ED no(a) REl - 0600407-85.2024.6.21.0142 - Voto Relator(a) - Sessão: 29/01/2026 00:00 a 23:59

VOTO

O recurso é regular, tempestivo e comporta conhecimento.

No mérito, cumpre consignar que os embargos de declaração só podem ser opostos com o objetivo específico de esclarecer obscuridade ou contradição, sanar omissão ou corrigir erro material existente na decisão judicial, conforme expressamente estabelece o art. 1.022 do Código de Processo Civil.

Sobre a eventual omissão quanto à aplicação dos princípios da razoabilidade, da proporcionalidade e da insignificância e a consequente devolução do valor irregular ao erário, tanto a sentença de origem quanto o acórdão embargado abordaram suficientemente a questão.

A sentença de origem aplicou os princípios invocados ao consignar que a gravidade das falhas apontadas seria hipótese de desaprovação das contas, conforme constou no Parecer Conclusivo da Unidade Técnica: "Assim, como resultado deste Parecer Conclusivo, recomenda-se a desaprovação das contas, em observância ao art. 74 da Resolução TSE n. 23.607/19" (ID 46046253).

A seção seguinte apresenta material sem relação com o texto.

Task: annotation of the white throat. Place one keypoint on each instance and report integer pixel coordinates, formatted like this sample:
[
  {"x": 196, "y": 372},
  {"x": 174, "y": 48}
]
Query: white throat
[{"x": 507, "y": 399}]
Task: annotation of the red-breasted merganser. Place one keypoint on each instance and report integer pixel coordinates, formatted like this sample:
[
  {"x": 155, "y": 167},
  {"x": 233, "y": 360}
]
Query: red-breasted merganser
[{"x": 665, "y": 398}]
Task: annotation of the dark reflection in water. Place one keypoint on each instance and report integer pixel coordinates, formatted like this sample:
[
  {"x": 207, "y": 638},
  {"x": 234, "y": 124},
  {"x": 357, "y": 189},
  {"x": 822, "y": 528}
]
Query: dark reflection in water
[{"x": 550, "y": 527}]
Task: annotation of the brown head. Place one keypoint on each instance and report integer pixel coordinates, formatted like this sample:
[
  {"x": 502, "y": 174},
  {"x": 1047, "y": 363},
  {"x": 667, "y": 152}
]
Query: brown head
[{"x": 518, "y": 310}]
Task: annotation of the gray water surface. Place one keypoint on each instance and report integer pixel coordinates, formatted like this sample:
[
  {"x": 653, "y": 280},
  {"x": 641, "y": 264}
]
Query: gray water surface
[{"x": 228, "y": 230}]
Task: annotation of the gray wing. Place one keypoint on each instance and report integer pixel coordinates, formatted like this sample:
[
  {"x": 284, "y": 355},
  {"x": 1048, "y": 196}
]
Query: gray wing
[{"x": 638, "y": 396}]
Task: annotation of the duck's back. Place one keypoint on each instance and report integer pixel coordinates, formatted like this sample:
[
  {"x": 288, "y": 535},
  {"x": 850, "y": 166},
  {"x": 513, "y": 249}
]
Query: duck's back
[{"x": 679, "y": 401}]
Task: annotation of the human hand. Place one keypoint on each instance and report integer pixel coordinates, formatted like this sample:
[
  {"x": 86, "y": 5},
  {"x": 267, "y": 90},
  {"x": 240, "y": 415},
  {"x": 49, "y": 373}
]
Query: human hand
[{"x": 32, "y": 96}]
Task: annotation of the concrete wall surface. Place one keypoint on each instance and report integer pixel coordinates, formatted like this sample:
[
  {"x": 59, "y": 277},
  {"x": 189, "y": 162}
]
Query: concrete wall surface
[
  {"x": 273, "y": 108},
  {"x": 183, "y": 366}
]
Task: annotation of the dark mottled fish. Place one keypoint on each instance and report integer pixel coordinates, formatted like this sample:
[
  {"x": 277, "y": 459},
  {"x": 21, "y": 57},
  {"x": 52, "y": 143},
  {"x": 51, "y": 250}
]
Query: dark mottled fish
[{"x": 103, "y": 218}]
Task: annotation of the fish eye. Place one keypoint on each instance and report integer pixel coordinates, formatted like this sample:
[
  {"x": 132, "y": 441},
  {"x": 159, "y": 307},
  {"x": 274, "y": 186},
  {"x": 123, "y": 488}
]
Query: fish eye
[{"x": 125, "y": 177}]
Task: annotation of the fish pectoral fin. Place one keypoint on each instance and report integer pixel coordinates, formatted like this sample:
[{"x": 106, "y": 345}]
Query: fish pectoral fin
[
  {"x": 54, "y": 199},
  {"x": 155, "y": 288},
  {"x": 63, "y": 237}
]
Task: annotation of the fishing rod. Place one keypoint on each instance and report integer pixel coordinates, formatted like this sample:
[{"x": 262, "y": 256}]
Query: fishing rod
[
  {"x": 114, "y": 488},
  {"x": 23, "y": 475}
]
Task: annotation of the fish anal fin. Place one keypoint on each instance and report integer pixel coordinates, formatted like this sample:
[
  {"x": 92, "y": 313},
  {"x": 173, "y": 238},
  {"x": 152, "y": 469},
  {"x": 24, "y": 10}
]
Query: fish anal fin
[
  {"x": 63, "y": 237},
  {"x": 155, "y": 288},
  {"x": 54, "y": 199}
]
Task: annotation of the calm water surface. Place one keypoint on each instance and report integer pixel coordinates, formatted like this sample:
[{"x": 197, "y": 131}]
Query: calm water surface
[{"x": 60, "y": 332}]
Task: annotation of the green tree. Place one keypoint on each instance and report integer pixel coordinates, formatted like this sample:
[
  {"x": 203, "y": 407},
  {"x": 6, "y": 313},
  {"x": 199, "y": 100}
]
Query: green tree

Entretanto, a aprovação com ressalvas somente foi possível no caso telado justamente porque a magistrada aplicou os princípios da razoabilidade e da proporcionalidade, conforme trecho da decisão (ID 46046256):

(...)

Passo adiante, entendo cabível a aplicação dos princípios da proporcionalidade e razoabilidade, haja vista o percentual da irregularidade (1,02% do total de receitas), permitindo, na linha de entendimento pacificado deste Tribunal, um juízo de aprovação com ressalvas das contas.

(...)

 

Na mesma linha, quanto à aplicação dos princípios invocados, assim restou consignado no acordão (ID 46138869):

Conforme a jurisprudência, "Os princípios da proporcionalidade e razoabilidade incidem na prestação de contas, para fins de aprovação com ressalvas, quando o valor das irregularidades for de até 10% do montante de recursos arrecadados ou quando sua quantia, em termos absolutos, não ultrapassar 1.000 (mil) Ufirs, ou seja, R$ 1.064,10." (TRE-RS, REl n. 0600253-09.2024.6.21.0129, Relatora Desembargadora Maria De Lourdes Galvão Braccini De Gonzalez, DJe, 04.9.2025).

Logo, na hipótese dos autos, é possível a adoção do juízo de aprovação das contas com ressalvas, na forma do art. 74, inc. II, da Resolução TSE n. 23.607/19.

Com essas considerações, impõe-se a manutenção da falha, da aprovação com ressalvas das contas e do dever de recolhimento de R$ 140,00 ao Tesouro Nacional, na forma do art. 74, inc. II, art. 79, caput, da Resolução TSE n. 23.607/19.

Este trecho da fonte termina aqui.